Richard A. Danner, Duke, has posted an article, forthcoming in the Law Library Journal, that is both on the impact of the way legal information is structured on American legal thought -- a topic of importance -- but also on the impact of Robert C. Berring's (Boalt/UC Berkeley) work in this area. The article, Legal Information and the Development of American Law: Writings on the Form and Structure of the Published Law, covers such topics as "the impacts of the categories of the West Digest System on how American lawyers understand and think about the law; and the extent to which the conceptual universe was 'closed,' limiting the acceptable sources of law to published cases--in practical terms to cases published in the West National Reporter System."
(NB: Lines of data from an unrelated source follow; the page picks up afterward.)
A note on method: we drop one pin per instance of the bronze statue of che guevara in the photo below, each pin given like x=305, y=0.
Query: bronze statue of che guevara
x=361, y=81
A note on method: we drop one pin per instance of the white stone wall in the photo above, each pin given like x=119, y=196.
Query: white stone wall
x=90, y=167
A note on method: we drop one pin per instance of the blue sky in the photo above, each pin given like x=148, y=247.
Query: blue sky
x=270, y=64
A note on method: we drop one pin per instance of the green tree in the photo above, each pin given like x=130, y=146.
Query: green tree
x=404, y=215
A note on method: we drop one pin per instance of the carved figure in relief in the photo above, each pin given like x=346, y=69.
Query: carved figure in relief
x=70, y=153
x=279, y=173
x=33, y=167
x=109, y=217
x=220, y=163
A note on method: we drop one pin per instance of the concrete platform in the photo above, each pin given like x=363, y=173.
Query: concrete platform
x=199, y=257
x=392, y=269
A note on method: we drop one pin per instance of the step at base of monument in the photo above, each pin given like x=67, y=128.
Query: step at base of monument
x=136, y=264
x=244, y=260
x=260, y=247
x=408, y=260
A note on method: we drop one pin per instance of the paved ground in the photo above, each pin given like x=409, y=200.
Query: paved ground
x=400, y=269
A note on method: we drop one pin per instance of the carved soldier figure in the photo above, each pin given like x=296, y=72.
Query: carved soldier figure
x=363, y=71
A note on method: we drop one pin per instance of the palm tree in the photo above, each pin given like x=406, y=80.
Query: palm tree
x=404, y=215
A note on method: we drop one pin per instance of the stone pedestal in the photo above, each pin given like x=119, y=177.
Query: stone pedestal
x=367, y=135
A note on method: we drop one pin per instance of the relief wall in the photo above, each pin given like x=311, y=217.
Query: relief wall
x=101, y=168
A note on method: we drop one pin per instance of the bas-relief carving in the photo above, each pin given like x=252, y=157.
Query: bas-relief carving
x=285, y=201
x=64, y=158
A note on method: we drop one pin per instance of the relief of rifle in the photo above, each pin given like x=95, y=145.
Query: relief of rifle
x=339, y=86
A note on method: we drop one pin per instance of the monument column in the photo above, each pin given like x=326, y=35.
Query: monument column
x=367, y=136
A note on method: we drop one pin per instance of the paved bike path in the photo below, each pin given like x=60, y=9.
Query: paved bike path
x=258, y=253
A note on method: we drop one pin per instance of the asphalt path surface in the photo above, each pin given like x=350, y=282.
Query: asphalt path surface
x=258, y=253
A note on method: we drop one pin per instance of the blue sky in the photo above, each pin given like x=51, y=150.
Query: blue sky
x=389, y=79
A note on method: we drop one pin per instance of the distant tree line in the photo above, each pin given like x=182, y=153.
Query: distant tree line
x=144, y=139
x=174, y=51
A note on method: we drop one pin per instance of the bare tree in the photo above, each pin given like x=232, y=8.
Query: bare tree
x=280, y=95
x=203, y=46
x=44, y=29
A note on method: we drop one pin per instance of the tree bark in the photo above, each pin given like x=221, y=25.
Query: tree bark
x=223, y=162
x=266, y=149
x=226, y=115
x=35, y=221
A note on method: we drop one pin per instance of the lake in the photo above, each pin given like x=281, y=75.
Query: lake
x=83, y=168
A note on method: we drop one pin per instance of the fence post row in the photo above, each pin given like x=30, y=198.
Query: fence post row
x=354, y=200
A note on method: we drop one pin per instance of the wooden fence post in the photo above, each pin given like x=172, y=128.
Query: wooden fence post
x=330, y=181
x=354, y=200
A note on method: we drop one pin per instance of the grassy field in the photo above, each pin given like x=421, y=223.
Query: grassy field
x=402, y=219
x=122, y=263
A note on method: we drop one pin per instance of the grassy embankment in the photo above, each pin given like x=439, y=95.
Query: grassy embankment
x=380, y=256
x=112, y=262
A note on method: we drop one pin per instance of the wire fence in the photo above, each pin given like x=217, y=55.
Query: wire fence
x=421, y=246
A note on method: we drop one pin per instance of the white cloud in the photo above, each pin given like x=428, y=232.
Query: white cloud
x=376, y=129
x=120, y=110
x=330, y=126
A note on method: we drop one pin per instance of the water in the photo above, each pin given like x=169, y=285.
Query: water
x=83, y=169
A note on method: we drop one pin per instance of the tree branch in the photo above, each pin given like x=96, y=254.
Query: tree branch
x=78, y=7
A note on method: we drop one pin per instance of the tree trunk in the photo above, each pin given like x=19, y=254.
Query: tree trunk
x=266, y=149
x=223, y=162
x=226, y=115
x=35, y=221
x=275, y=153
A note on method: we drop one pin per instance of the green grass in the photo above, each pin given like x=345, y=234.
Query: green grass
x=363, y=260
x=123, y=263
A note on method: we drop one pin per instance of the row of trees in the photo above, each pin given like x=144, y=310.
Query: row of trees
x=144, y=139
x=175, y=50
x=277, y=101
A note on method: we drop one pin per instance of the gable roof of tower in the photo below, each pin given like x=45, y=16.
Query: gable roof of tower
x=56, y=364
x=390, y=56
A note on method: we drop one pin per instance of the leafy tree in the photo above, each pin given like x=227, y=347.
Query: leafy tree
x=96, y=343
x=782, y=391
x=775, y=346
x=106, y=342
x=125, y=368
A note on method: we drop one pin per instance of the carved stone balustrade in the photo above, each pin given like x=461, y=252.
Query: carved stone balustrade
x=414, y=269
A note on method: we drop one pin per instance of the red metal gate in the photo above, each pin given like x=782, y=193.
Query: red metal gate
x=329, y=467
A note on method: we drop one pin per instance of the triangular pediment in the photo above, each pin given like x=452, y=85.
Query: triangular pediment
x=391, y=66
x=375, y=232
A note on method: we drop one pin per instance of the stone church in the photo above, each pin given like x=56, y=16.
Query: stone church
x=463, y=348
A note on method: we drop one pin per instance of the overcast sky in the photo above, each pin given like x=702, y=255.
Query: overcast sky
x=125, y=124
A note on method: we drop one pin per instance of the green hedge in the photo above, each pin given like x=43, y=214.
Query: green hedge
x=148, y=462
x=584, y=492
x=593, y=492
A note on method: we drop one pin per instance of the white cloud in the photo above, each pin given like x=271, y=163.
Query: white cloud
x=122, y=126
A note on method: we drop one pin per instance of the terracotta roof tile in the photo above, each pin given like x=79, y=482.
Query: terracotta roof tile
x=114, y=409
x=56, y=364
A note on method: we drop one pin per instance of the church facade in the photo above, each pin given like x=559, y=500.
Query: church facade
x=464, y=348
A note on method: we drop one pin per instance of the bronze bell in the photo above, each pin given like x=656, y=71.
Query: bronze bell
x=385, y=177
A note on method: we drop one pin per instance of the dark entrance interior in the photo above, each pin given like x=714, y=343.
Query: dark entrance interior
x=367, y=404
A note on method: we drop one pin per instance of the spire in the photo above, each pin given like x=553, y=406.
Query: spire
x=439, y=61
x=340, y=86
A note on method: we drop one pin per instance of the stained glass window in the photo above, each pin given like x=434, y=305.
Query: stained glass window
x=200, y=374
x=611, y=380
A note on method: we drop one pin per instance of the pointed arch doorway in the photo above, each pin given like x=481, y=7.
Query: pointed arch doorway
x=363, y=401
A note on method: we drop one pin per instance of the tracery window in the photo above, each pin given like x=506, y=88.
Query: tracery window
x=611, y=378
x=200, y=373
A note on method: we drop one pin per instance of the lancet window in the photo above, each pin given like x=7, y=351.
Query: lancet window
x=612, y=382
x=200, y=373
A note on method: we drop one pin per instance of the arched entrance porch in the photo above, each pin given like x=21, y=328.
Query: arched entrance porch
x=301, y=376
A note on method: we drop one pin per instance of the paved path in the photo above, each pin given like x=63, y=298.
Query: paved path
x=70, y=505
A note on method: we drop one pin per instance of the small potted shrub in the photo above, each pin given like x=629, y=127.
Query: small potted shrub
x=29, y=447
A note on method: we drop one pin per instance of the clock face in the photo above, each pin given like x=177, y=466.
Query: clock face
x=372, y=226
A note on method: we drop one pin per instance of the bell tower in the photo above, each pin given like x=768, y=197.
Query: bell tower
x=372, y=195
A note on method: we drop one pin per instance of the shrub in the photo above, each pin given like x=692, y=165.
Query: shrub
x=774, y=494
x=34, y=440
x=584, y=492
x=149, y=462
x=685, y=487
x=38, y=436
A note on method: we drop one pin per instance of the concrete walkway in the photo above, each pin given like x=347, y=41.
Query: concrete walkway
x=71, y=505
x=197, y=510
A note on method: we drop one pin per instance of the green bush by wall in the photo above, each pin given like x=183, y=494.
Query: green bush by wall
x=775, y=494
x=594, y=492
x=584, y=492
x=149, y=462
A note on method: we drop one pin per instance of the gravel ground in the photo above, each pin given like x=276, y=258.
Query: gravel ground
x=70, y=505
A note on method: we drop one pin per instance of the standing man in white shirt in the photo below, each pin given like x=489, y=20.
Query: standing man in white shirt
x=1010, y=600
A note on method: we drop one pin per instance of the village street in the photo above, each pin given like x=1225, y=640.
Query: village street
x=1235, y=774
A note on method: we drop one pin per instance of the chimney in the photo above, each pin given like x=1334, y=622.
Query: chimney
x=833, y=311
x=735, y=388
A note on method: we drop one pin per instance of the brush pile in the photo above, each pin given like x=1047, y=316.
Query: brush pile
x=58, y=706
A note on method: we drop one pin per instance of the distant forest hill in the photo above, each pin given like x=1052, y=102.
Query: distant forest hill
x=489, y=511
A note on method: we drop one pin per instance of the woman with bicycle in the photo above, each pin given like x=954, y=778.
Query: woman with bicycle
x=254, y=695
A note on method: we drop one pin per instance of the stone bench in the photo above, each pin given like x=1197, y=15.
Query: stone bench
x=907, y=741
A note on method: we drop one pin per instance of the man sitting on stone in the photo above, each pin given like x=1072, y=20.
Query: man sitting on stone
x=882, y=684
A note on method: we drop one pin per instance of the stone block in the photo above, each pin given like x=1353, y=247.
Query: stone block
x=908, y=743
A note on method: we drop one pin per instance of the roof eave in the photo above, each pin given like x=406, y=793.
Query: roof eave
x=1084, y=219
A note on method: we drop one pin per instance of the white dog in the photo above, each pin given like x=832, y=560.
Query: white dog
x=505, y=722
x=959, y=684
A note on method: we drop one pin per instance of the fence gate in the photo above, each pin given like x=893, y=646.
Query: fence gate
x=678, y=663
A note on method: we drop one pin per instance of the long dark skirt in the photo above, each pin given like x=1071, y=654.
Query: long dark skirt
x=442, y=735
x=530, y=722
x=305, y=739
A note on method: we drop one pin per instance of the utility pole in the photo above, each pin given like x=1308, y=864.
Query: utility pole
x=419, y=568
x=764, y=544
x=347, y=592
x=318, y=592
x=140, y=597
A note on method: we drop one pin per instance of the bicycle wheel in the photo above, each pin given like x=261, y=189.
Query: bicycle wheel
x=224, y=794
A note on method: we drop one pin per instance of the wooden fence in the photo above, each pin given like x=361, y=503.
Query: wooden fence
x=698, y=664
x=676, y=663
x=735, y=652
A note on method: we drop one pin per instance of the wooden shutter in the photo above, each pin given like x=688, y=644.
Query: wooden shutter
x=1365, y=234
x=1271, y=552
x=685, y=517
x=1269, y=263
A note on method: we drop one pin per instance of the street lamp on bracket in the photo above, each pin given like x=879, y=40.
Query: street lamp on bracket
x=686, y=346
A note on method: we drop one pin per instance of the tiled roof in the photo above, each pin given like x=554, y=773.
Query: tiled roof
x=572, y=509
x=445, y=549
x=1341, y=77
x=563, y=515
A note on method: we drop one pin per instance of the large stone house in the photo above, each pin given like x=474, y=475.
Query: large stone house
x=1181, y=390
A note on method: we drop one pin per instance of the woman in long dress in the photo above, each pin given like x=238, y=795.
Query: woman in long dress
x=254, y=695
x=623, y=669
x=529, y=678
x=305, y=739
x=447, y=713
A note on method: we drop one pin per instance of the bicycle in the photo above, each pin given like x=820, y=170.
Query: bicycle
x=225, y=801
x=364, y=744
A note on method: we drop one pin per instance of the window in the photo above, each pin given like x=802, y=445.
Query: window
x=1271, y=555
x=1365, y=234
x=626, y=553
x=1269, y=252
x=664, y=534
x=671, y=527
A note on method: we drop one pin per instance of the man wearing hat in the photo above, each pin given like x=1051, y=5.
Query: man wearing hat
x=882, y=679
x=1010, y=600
The piece, without saying so, also makes another point: we have so much more to learn from the professionals in the law library than where a book is or how to use the newest database. For Berring, pictured at right, on "How I became a law librarian," click here. Here's Danner's abstract:
Robert C. Berring's writings about the impacts of electronic databases, the Internet, and other communications technologies on legal research and practice are an essential part of a larger literature that explores the ways in which the forms and structures of published legal information have influenced how American lawyers think about the law. This paper reviews Berring's writings, along with those of other writers concerned with these questions, focusing on the implications of Berring's idea that in the late nineteenth century American legal publishers created a “conceptual universe of thinkable thoughts” through which U.S. lawyers came to view the law. It concludes that, spurred by Berring and others, the literature of legal information has become far reaching in scope and interdisciplinary in approach, while the themes struck in Berring's work continue to inform the scholarship of newer writers.